But officials in the Third World don't see the subject as academic. Reserve Bank of India Governor Duvvuri Subbarao charges "Speculative movements in commodity derivative markets are also causing volatility in prices," he said.
The World Bank is meeting on this issue this week because it is seen as a matter of "utmost urgency."
"The price of food is a matter of life and death for the very poorest people in the world," said Tom Arnold, CEO of Concern Worldwide, the international humanitarian agency, ahead of his participation at The Open Forum on Food at World Bank headquarters.
He adds, --with many families spending up to 80% of their income on basic foods to survive, even the slightest increase in price can have devastating effects and become a crises for the poorest."
Journalist Josh Clark argues on the website "How Stuff Works" that much of the oil speculation is rooted in the financial crisis, "The next time you drive to the gas station, only to find prices are still sky high compared to just a few years ago, take notice of the rows of foreclosed houses you'll pass along the way. They may seem like two parts of a spell of economic bad luck, but high gas prices and home foreclosures are actually very much interrelated. Before most people were even aware there was an economic crisis, investment managers abandoned failing mortgage-backed securities and looked for other lucrative investments.
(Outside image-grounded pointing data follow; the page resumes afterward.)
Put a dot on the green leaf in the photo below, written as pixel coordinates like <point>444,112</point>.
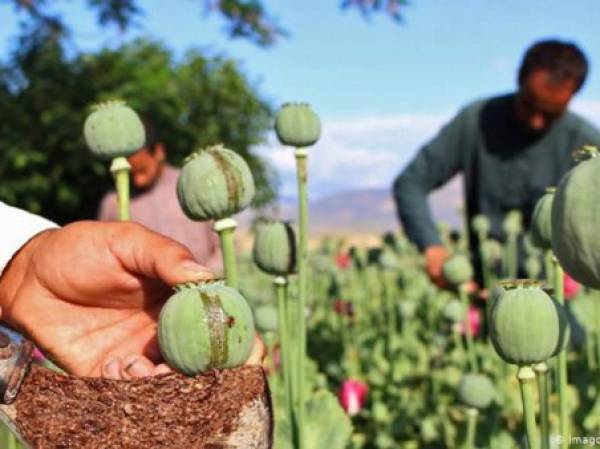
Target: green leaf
<point>327,425</point>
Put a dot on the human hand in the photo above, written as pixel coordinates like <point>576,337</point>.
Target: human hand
<point>89,295</point>
<point>435,256</point>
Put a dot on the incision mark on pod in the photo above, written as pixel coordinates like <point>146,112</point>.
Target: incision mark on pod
<point>232,178</point>
<point>216,320</point>
<point>292,245</point>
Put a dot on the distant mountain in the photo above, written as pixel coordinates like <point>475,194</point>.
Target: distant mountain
<point>370,211</point>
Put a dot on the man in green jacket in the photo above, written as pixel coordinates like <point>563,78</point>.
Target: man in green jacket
<point>509,149</point>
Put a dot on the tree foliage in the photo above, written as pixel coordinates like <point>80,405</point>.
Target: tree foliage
<point>44,98</point>
<point>248,19</point>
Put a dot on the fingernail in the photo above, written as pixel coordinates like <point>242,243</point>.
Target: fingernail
<point>111,369</point>
<point>196,270</point>
<point>161,369</point>
<point>136,368</point>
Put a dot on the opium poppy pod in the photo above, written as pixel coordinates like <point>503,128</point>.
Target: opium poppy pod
<point>457,270</point>
<point>204,326</point>
<point>527,326</point>
<point>575,218</point>
<point>541,221</point>
<point>274,249</point>
<point>480,224</point>
<point>113,130</point>
<point>476,391</point>
<point>297,125</point>
<point>214,183</point>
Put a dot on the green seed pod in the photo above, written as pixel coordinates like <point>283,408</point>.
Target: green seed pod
<point>204,326</point>
<point>541,221</point>
<point>275,248</point>
<point>476,391</point>
<point>513,222</point>
<point>575,217</point>
<point>407,309</point>
<point>113,130</point>
<point>526,325</point>
<point>454,311</point>
<point>389,261</point>
<point>457,270</point>
<point>265,318</point>
<point>297,125</point>
<point>481,224</point>
<point>214,183</point>
<point>492,251</point>
<point>533,267</point>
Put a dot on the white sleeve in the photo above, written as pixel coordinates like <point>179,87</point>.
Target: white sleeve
<point>17,227</point>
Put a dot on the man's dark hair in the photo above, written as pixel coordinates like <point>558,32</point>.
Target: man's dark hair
<point>564,61</point>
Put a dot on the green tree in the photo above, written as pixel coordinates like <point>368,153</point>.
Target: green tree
<point>248,19</point>
<point>44,98</point>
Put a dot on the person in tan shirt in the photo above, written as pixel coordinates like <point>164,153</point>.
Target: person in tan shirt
<point>154,204</point>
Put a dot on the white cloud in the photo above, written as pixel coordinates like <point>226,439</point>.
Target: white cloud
<point>356,153</point>
<point>368,152</point>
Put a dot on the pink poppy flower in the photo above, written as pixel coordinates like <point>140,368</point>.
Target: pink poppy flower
<point>38,355</point>
<point>343,260</point>
<point>571,287</point>
<point>474,317</point>
<point>352,396</point>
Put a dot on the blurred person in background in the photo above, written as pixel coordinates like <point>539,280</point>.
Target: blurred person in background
<point>154,203</point>
<point>508,148</point>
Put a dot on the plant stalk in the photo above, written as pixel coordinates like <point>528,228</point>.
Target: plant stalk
<point>301,155</point>
<point>226,228</point>
<point>120,169</point>
<point>281,291</point>
<point>472,414</point>
<point>562,362</point>
<point>467,329</point>
<point>541,371</point>
<point>590,350</point>
<point>526,378</point>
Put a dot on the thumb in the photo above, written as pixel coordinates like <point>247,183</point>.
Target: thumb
<point>156,256</point>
What they settled on was oil futures."
The debate within the industry is more subdued, perhaps to avoid a public fight between suppliers and distributors who don't want to rock the boat. But some officials like Dan Gilligan, president of the Petroleum Marketers Association, representing 8,000 retail and wholesale suppliers has spoken out.
He argues, "Approximately 60 to 70 percent of the oil contracts in the futures markets are now held by speculative entities. Not by companies that need oil, not by the airlines, not by the oil companies. But by investors who profit money from their speculative positions."
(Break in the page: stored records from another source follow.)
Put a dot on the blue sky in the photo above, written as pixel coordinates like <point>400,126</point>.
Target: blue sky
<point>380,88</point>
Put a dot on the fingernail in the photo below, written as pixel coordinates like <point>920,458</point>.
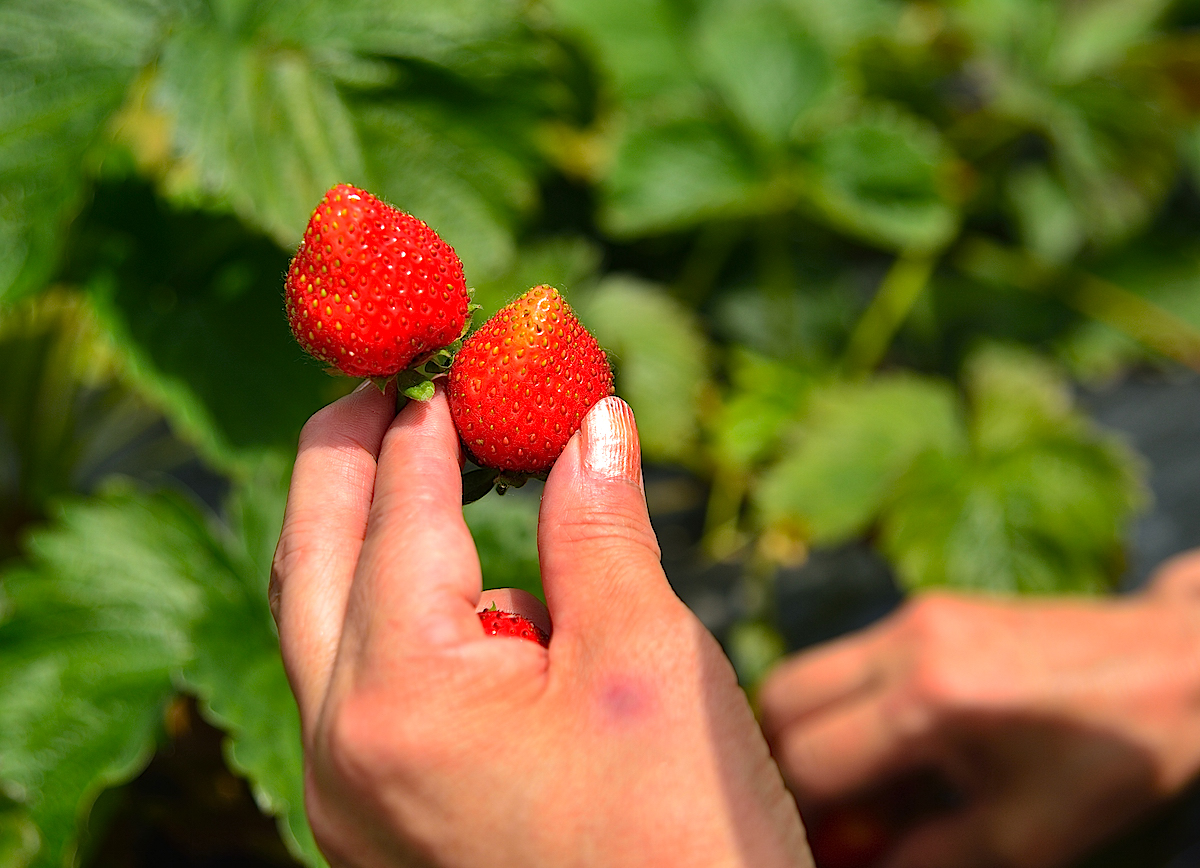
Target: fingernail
<point>610,442</point>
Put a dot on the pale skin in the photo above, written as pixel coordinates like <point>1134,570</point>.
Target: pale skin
<point>1060,722</point>
<point>627,743</point>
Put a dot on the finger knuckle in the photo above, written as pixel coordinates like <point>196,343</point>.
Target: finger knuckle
<point>609,526</point>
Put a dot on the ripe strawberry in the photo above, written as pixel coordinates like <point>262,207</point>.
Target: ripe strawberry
<point>372,289</point>
<point>497,623</point>
<point>521,384</point>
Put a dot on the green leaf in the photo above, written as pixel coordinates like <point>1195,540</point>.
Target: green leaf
<point>769,70</point>
<point>195,303</point>
<point>568,263</point>
<point>637,43</point>
<point>70,411</point>
<point>882,177</point>
<point>456,34</point>
<point>505,532</point>
<point>765,399</point>
<point>1038,504</point>
<point>264,130</point>
<point>127,599</point>
<point>19,840</point>
<point>450,167</point>
<point>676,175</point>
<point>237,671</point>
<point>1017,396</point>
<point>1045,215</point>
<point>64,71</point>
<point>855,442</point>
<point>93,629</point>
<point>660,355</point>
<point>1098,36</point>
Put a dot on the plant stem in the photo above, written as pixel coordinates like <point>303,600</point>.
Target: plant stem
<point>877,327</point>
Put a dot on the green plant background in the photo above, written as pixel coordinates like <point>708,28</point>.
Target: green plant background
<point>851,262</point>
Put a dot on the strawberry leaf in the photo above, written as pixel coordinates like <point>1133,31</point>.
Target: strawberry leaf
<point>505,534</point>
<point>885,177</point>
<point>126,599</point>
<point>237,670</point>
<point>661,360</point>
<point>94,628</point>
<point>1038,504</point>
<point>677,174</point>
<point>64,71</point>
<point>768,67</point>
<point>853,442</point>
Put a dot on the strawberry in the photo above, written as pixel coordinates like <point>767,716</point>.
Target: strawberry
<point>521,384</point>
<point>372,289</point>
<point>498,623</point>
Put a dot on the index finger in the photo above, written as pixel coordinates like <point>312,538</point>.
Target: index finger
<point>333,485</point>
<point>419,576</point>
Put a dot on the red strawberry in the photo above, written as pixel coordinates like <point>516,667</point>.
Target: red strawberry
<point>521,384</point>
<point>372,289</point>
<point>497,623</point>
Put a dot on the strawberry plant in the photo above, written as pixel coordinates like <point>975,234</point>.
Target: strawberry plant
<point>852,264</point>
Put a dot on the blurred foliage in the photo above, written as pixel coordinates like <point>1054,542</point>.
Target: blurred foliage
<point>850,261</point>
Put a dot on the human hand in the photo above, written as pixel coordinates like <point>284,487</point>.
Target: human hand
<point>628,742</point>
<point>1057,722</point>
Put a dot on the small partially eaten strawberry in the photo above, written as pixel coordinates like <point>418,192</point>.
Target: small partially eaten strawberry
<point>521,384</point>
<point>501,623</point>
<point>371,289</point>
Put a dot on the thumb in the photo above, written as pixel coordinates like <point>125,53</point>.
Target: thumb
<point>599,554</point>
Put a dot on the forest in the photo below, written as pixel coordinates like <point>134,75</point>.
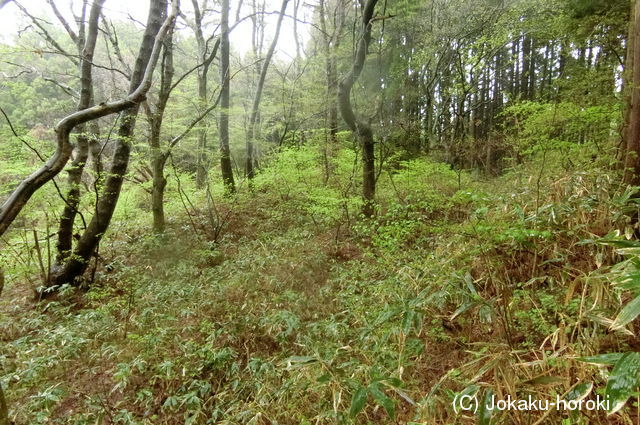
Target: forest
<point>310,212</point>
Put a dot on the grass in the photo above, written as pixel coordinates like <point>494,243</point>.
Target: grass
<point>301,312</point>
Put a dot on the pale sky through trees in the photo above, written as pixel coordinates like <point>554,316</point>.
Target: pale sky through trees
<point>11,20</point>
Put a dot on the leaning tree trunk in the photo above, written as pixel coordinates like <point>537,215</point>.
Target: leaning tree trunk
<point>359,126</point>
<point>4,411</point>
<point>158,157</point>
<point>148,54</point>
<point>632,133</point>
<point>225,153</point>
<point>251,132</point>
<point>65,229</point>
Now, a prominent and popular market analyst is throwing caution to the wind by blowing the whistle on speculators.
Finance expert Phil Davis runs a website and widely read newsletter to monitor stocks and options trades. He's a professional's professional, whose grandfather taught him to buy stocks when he was just ten years old.
His website is Phil's Stock World, and stocks are his world. He's subtitled the site, "High Finance for Real People."
He is usually a sober and calm analyst, not known as maverick or dissenter.
When I met Phil the other night, he was on fire, enraged by what he believes is the scam of the century that no one wants to talk about, because so many powerful people armed with legions of lawyers want unquestioning allegiance, and will sue you into silence.
He studies the oil/food issue carefully and has concluded, " It's a scam folks, it's nothing but a huge scam and it's destroying the US economy as well as the entire global economy but no one complains because they are "only' stealing about $1.50 per gallon from each individual person in the industrialized world."
"It's the top 0.01% robbing the next 39.99% -- the bottom 60% can't afford cars anyway (they just starve quietly to death, as food prices climb on fuel costs). If someone breaks into your car and steals a $500 stereo, you go to the police, but if someone charges you an extra $30 every time you fill up your tank 50 times a year ($1,500) you shut up and pay your bill. Great system, right?"
Phil is just getting started, as he delves into the intricacies of the NYMEX market that handles these trades:
"The great thing about the NYMEX is that the traders don't have to take delivery on their contracts, they can simply pay to roll them over to the next settlement price, even if no one is actually buying the barrels. That's how we have developed a massive glut of 677 Million barrels worth of contracts in the front four months on the NYMEX and, come rollover day -- that will be the amount of barrels "on order" for the front 3 months, unless a lot barrels get dumped at market prices fast."